Re: write atomicity with xfs ... current status?

Dave Chinner <david@xxxxxxxxxxxxx> · Tue, 17 Mar 2020 10:32:40 +1100

On Mon, Mar 16, 2020 at 02:59:13PM -0700, Darrick J. Wong wrote:
> On Mon, Mar 16, 2020 at 08:59:54PM +0000, Ober, Frank wrote:
> > Hi, Intel is looking into does it make sense to take an existing,
> > popular filesystem and patch it for write atomicity at the sector
> > count level. Meaning we would protect a configured number of sectors
> > using parameters that each layer in the kernel would synchronize on.
> >  We could use a parameter(s) for this that comes from the NVMe
> > specification such as awun or awunpf
> 
> <gesundheit>
> 
> Oh, that was an acronym...
> 
> > that set across the (affected)
> > layers to a user space program such as innodb/MySQL which would
> > benefit as would other software. The MySQL target is a strong use
> > case, as its InnoDB has a double write buffer that could be removed if
> > write atomicity was protected at 16KiB for the file opens and with
> > fsync(). 
> 
> We probably need a better elaboration of the exact usecases of atomic
> writes since I haven't been to LSF in a couple of years (and probably
> not this year either).  I can think of a couple of access modes off the
> top of my head:
> 
> 1) atomic directio write where either you stay under the hardware atomic
> write limit and we use it, or...

We've plumbed RWF_DSYNC to use REQ_FUA IO for pure overwrites if the
hardware supports it. We can do exactly the same thing for
RWF_ATOMIC - it succeeds if:

- we can issue it as a single bio
- the lower layers can take the entire atomic bio without splitting
  it.
- we treat O_ATOMIC as O_DSYNC so that any metadata changes required
  also get synced to disk before signalling IO completion. If no
  metadata updates are required, then it's an open question as to
  whether REQ_FUA is also required with REQ_ATOMIC...

Anything else returns a "atomic write IO not possible" error.

> 2) software atomic writes where we use the xfs copy-on-write mechanism
> to stage the new blocks and later map them back into the inode, where
> "later" is either an explicit fsync or an O_SYNC write or something...
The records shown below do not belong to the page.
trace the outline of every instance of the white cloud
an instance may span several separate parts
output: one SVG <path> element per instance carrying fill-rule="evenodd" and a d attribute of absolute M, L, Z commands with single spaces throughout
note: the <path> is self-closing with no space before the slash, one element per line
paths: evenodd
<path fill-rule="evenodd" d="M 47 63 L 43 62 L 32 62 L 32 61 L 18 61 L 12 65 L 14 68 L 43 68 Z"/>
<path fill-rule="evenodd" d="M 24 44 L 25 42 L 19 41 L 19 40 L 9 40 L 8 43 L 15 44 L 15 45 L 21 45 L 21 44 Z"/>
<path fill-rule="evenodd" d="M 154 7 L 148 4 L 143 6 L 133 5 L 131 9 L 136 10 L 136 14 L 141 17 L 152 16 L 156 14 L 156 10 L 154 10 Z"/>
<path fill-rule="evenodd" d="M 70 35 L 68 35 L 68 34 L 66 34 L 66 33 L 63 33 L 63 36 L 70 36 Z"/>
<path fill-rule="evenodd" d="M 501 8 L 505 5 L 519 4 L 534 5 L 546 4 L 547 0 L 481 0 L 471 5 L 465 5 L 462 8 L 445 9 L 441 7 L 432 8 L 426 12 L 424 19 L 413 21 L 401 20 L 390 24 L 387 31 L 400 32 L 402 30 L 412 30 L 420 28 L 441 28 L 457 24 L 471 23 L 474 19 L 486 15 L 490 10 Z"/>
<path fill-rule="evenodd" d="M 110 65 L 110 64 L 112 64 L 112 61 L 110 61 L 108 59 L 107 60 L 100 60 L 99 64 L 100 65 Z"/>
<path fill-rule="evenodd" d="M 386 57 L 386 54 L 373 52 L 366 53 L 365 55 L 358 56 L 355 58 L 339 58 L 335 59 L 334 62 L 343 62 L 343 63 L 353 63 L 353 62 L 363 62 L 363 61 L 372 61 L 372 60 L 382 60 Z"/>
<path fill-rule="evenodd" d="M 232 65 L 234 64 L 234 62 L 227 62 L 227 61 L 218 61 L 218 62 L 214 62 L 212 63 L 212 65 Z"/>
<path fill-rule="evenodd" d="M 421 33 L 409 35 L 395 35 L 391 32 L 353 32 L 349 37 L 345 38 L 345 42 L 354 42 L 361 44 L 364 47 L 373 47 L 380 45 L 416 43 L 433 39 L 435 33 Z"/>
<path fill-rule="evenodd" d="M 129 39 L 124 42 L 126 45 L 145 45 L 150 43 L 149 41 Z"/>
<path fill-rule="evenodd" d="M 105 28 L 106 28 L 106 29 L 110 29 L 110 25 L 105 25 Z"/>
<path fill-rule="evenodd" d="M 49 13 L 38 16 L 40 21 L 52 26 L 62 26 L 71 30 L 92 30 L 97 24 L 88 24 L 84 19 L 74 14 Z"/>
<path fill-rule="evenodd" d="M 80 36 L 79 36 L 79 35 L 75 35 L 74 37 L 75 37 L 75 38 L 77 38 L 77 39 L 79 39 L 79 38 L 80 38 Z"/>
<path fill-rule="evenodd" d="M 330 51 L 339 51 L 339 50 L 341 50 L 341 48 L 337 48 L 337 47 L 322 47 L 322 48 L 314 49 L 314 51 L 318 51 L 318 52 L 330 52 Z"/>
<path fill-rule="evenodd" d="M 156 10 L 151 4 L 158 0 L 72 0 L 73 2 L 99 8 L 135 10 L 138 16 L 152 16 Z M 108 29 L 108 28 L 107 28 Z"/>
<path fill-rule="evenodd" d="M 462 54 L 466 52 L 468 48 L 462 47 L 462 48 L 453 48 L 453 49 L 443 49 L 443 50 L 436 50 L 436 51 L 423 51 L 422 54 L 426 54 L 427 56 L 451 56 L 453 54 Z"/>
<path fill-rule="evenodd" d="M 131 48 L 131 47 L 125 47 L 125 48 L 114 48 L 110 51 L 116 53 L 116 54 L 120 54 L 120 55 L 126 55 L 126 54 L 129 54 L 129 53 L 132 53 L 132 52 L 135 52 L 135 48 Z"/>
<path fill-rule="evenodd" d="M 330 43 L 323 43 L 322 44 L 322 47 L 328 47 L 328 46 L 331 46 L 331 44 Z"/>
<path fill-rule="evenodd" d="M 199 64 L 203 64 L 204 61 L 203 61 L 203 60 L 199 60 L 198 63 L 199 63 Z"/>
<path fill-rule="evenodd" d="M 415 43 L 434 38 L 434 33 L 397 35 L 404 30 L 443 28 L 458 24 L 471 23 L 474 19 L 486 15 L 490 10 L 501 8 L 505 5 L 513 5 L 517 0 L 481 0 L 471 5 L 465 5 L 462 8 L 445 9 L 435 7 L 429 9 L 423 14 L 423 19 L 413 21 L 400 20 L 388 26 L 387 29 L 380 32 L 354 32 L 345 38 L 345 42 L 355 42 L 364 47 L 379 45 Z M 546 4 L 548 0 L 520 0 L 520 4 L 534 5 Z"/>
That's a possible fallback, but we can't guarantee that the write
will be atomic - partial write failure can still occur as page cache
writeback can be split into arbitrary IOs and transactions....

> 3) ...or a totally separate interface where userspace does something
> along the lines of:
> 
> 	write_fd = stage_writes(fd);
> 
> which creates an O_TMPFILE and reflinks all of fd's content to it
> 
> 	write(write_fd...);
> 
> 	err = commit_writes(write_fd, fd);
> 
> which then uses extent remapping to push all the changed blocks back to
> the original file if it hasn't changed.  Bonus: other threads don't see
> the new data until commit_writes() finishes, and we can introduce new
> log items to make sure that once we start committing we can finish it
> even if the system goes down.

Which is essentially userspace library code that runs multiple
syscalls to do the necessary work. commit_writes() is basically a
ranged swap-extents call. i.e.:

	write_fd = open(O_TMPFILE)
	clone_file_range(fd, writefd, /* overwrite range */)
	loop (overwrite range) {
		write(write_fd)
	}
	fsync(write_fd)
	swap_extents(fd, write_fd, /* overwrite range */)
	fsync(fd)

i.e. this is basically the same process as a partial file defrag
operation. Hence I don't think the kernel needs to be involved in
the software emulation of atomic writes at all. IOWs, if the kernel
returns an "cannot do an atomic write" error to RWF_ATOMIC,
userspace can simply do the slow atomic overwrite as per above
without needing any special kernel code at all...

> > My question is why hasn't xfs write atomicity advanced further, as it
> > seems in 3.x kernel time a few years ago this was tried but nothing
> > committed. as documented here:
> >
> >                http://git.infradead.org/users/hch/vfs.git/shortlog/refs/heads/O_ATOMIC
> > 
> > Is xfs write atomicity still being pursued , and with what design
> > objective. There is a long thread here,
> > https://lwn.net/Articles/789600/ on write atomicity, but with no
> > progress, lots of ideas in there but not any progress, but I am
> > unclear.
> > 
> > Is my design idea above simply too simplistic, to try and protect a
> > configured block size (sector count) through the filesystem and block
> > layers, and what really is not making it attainable?
> 
> Lack of developer time, AFAICT.

There's multiple other things, I think:

1. no hardware that provides usable atomic write semantics.
2. no device or block layer support for atomic write IOs; we need
   IO level infrastructure before the filesystems can do anything
   useful
3. no support in page cache for tracking atomic write ranges, so
   atomic writes via buffered IO rather difficult without using
   temporary files and extent swapping tricks...
4. emulation in userspace is easy if you have clone_file_range()
   support, even if it is slow. We aren't hearing from app
   developers emulating atomic writes for kernel side acceleration
   because it won't work on ext4.

Once we get 1. and 2., then we can support atomic direct IO writes
through XFS via RWF_ATOMIC with relative ease. 4) probably requires
some mods to XFS's swap_extent function to properly support file
ranges. The API supports ranges, the implementation ony supports
"full file range"...

Cheers,

Dave.

-- 
Dave Chinner
david@xxxxxxxxxxxxx